Leur absence ne vous empêche pas d'être opéré dans de bonnes conditions — la majorité des patients ne dispose plus de ces documents vingt ans après — mais leur présence améliore la précision du calcul. Si vous avez une chance de les retrouver, cela en vaut la peine.
Ce qui se passe en consultation
Le bilan préopératoire dans ce contexte comprend une biométrie de précision réalisée par interférométrie optique, une topographie cornéenne détaillée pour analyser la géométrie résiduelle de votre cornée, un examen de la rétine et de la macula, et une discussion approfondie sur vos antécédents réfractifs et vos objectifs visuels.

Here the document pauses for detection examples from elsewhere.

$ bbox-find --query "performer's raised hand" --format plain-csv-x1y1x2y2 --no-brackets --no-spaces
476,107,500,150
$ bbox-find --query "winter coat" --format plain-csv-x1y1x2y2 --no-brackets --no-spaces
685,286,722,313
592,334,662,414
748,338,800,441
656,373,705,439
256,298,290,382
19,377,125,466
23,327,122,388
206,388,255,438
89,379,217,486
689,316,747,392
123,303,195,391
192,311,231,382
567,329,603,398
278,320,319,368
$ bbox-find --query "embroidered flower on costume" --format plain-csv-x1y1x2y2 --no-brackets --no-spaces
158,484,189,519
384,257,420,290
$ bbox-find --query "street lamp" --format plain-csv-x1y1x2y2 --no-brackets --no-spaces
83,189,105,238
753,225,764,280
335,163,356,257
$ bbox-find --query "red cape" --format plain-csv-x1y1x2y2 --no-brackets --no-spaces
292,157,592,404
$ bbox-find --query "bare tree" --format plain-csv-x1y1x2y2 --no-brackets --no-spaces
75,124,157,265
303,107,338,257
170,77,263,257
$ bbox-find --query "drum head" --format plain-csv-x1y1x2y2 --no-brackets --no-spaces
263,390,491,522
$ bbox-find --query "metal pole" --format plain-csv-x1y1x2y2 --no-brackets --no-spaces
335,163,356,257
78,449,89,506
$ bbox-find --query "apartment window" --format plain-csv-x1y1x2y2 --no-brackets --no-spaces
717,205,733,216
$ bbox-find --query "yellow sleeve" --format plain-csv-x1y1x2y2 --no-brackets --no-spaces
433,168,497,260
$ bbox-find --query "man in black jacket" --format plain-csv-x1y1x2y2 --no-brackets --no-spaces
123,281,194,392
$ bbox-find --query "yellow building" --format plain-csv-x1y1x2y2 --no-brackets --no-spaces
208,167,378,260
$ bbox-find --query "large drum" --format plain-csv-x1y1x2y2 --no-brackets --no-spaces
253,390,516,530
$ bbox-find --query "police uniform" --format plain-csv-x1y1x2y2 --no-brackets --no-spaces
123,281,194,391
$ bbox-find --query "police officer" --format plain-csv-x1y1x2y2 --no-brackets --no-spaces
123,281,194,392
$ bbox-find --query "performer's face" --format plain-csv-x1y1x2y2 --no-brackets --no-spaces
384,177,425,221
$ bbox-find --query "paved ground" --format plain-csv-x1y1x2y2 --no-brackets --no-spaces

Cette consultation est plus longue qu'un bilan cataracte standard. C'est normal et nécessaire. Elle permet d'établir une stratégie individualisée — quel calcul d'implant retenir, quel type d'implant proposer, quelles marges d'incertitude assumer ensemble.
Cet article présente des repères généraux issus de ma pratique et de la littérature scientifique actuelle. Chaque situation est évaluée individuellement en consultation, sur la base d'un bilan préopératoire complet. Il ne se substitue pas à un avis médical personnalisé. — Dr Alexandre Balon, chirurgien ophtalmologue, Clinique Saint-Pierre Ottignies.